Psychic TV – “Force The Hand of Chance” – [Angry Love Productions]

Naysayer   10/15/2016   12-inch, A Library

What becomes a legend most? This is the true question to ask of this 34 year old work which some call a masterpiece and the best Psychic TV album. For me, Psychic TV have always been the band I love to hate. I’ve seen them perform four times, all during different stages of their journey. They have always scared me. The hardcore fans, who are like post punk Deadheads, have scared me. I always feel a bit overwhelmed by the feeling that to fully appreciate them I have to give in to them 100%. I don’t care enough about anything, nor trust anything enough to give 100% and hence my feelings of being an outsider when presented with PTV. But….

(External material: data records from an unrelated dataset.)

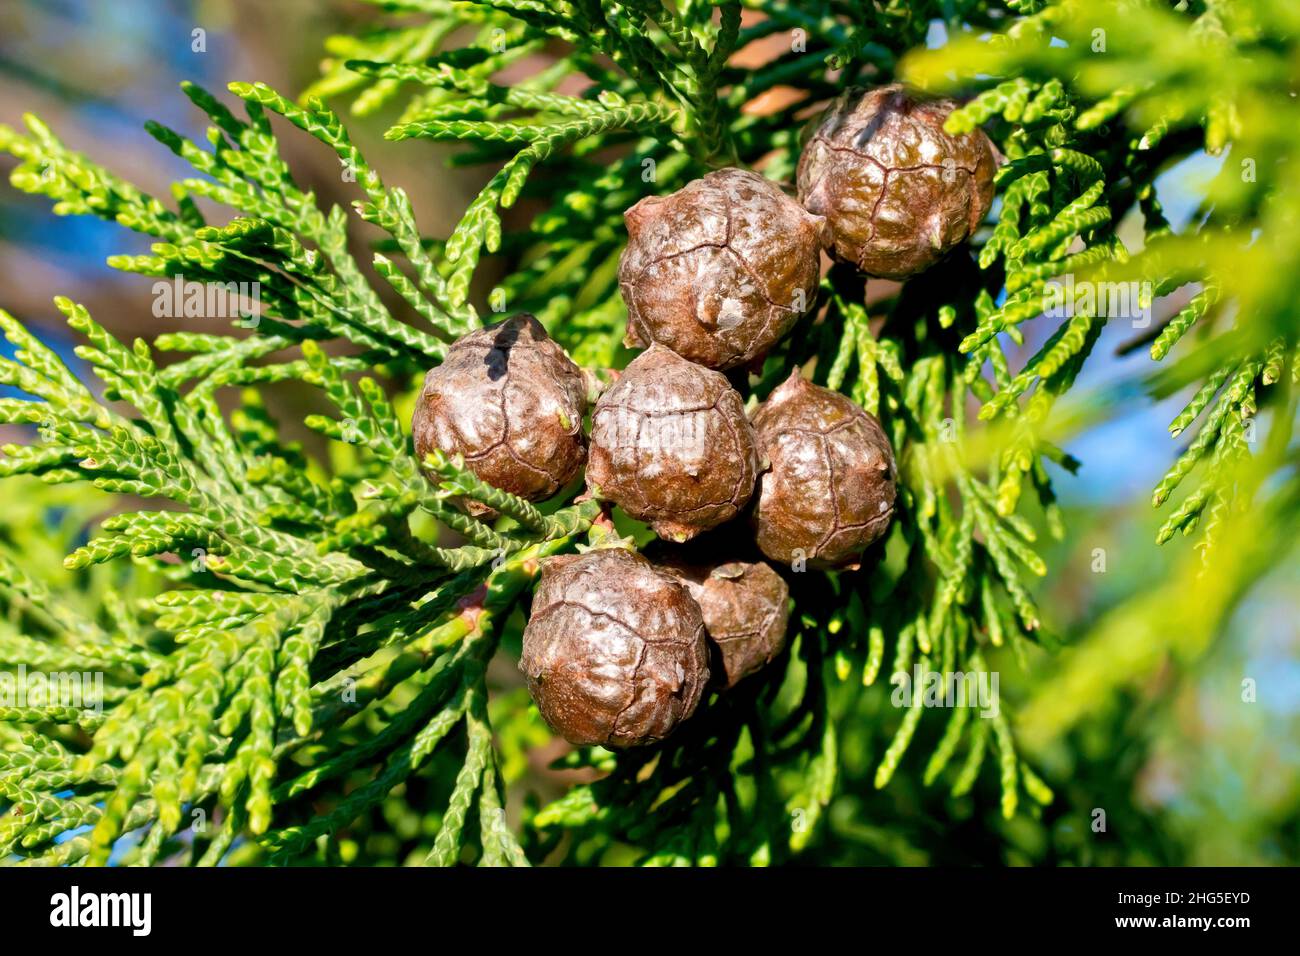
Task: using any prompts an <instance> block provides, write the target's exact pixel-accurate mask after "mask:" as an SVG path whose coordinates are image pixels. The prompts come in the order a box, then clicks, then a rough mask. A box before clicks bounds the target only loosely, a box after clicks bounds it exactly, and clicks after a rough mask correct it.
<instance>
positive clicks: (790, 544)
mask: <svg viewBox="0 0 1300 956" xmlns="http://www.w3.org/2000/svg"><path fill="white" fill-rule="evenodd" d="M754 431H755V433H757V434H758V440H759V444H761V446H762V449H763V453H764V454H766V455H767V459H768V460H770V462H771V468H770V471H767V472H764V473H763V476H762V477H761V479H759V486H758V494H757V496H755V505H754V510H753V524H754V531H755V537H757V541H758V546H759V550H762V551H763V554H766V555H767V557H768V558H771V559H772V561H777V562H781V563H787V564H793V563H796V562H800V561H805V562H807V564H809V566H810V567H845V566H854V564H855V562H857V558H858V555H859V554H862V551H863V550H865V549H866V548H867V545H870V544H871V542H874V541H875V540H878V538H879V537H880V536H881V535H884V533H885V529H887V528H888V527H889V520H891V518H892V516H893V507H894V489H896V484H897V480H898V471H897V467H896V464H894V458H893V449H892V447H891V445H889V438H888V437H885V433H884V429H881V428H880V423H879V421H876V419H875V416H872V415H868V414H867V412H866V411H863V410H862V408H859V407H858V406H857V405H854V403H853V402H852V401H849V399H848V398H845V397H844V395H841V394H840V393H839V392H832V390H831V389H824V388H822V386H820V385H814V384H813V382H810V381H807V380H805V378H802V377H800V373H798V369H796V371H794V372H793V373H792V375H790V377H789V378H787V380H785V382H784V384H783V385H781V386H780V388H777V389H776V390H775V392H774V393H772V394H771V395H770V397H768V399H767V401H766V402H763V405H762V406H761V407H759V410H758V412H757V414H755V415H754Z"/></svg>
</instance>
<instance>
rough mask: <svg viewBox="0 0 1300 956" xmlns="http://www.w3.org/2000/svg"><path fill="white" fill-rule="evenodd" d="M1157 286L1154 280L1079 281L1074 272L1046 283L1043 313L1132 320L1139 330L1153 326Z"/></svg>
mask: <svg viewBox="0 0 1300 956" xmlns="http://www.w3.org/2000/svg"><path fill="white" fill-rule="evenodd" d="M1152 297H1153V289H1152V284H1151V282H1075V280H1074V276H1073V274H1067V276H1065V278H1062V280H1052V281H1049V282H1048V284H1047V285H1045V286H1043V315H1045V316H1047V317H1048V319H1073V317H1074V316H1076V315H1091V316H1097V317H1099V319H1130V320H1132V324H1134V328H1135V329H1145V328H1147V326H1148V325H1151V304H1152Z"/></svg>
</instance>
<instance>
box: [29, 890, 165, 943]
mask: <svg viewBox="0 0 1300 956" xmlns="http://www.w3.org/2000/svg"><path fill="white" fill-rule="evenodd" d="M49 905H51V910H49V925H51V926H69V927H72V926H129V927H130V929H131V935H135V936H147V935H149V930H151V929H152V925H153V896H152V894H90V892H88V894H83V892H82V891H81V888H79V887H77V886H74V887H73V888H72V892H66V894H55V895H53V896H51V897H49Z"/></svg>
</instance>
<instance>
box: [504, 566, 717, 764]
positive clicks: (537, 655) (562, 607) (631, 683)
mask: <svg viewBox="0 0 1300 956" xmlns="http://www.w3.org/2000/svg"><path fill="white" fill-rule="evenodd" d="M519 667H520V670H521V671H524V676H525V678H526V680H528V691H529V693H530V695H532V696H533V701H534V702H536V704H537V708H538V710H541V713H542V717H543V718H545V719H546V723H547V724H550V727H551V730H554V731H555V732H556V734H559V735H562V736H563V737H564V739H565V740H568V741H569V743H572V744H577V745H588V744H599V745H601V747H612V748H625V747H640V745H643V744H651V743H655V741H656V740H662V739H664V737H666V736H668V735H669V734H671V732H672V731H673V730H675V728H676V727H677V724H680V723H681V722H682V721H685V719H686V718H688V717H690V715H692V714H693V713H694V710H695V706H697V705H698V704H699V697H701V696H702V695H703V691H705V685H706V684H707V683H708V652H707V646H706V643H705V622H703V618H702V617H701V613H699V605H697V604H695V601H694V598H692V597H690V593H689V592H688V591H686V588H685V587H684V585H682V584H681V583H680V581H677V580H676V579H675V578H672V576H671V575H667V574H664V572H663V571H659V570H656V568H655V567H653V566H651V564H650V562H649V561H646V559H645V558H643V557H641V555H640V554H634V553H632V551H628V550H625V549H623V548H602V549H598V550H593V551H588V553H585V554H565V555H562V557H555V558H549V559H547V561H546V562H545V563H543V564H542V572H541V583H539V584H538V585H537V592H536V594H534V597H533V609H532V614H530V615H529V619H528V626H526V627H525V628H524V653H523V656H521V658H520V662H519Z"/></svg>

Listening now in 2016 to “Force the Hand of Chance”, their first album, I may be able to understand it. At least appreciate it. This came out one year after Throbbing Gristle quit (the first time). PTV were one half of TG – Genesis P-Orridge and Peter Christopherson plus Alex Fergusson. TG fans were desperate for more industrial, but what a surprise. The first track on “Force…” is this sweet folk lullaby to Genesis’ new baby daughter. WHAT? Where’s the screaming and metal, as in machinery. And it continues in this way. English folk influences. Nods to spaghetti western themes. Orchestrated strings. Lush instrumental pieces. Songs that are almost ballads. Genesis actually sings. The listeners went bonkers. Some were pissed. Others embraced. And for good reason. This was something so new and challenging in it’s approach and style. Today, it’s hard for me not to get a chill at Marc Almond’s guest vocals on “Stolen Kisses” and “Guiltless”. My foot starts tapping at the pre-Acid House PTV dance number “Ov Power”. The lyrics tell stories. Underlying darkness is there, for sure, but the beauty of the whole production is stunning. The spoken word piece, “Message From The Temple”, is read by Mr. Sebastian, notorious London S&M and body manipulation practitioner. It is the manifesto for PTV’s Thee Temple ov Psychick Youth. This is all essential stuff, for understanding PTV and much of the music played at this station. Stunning. I finally get it.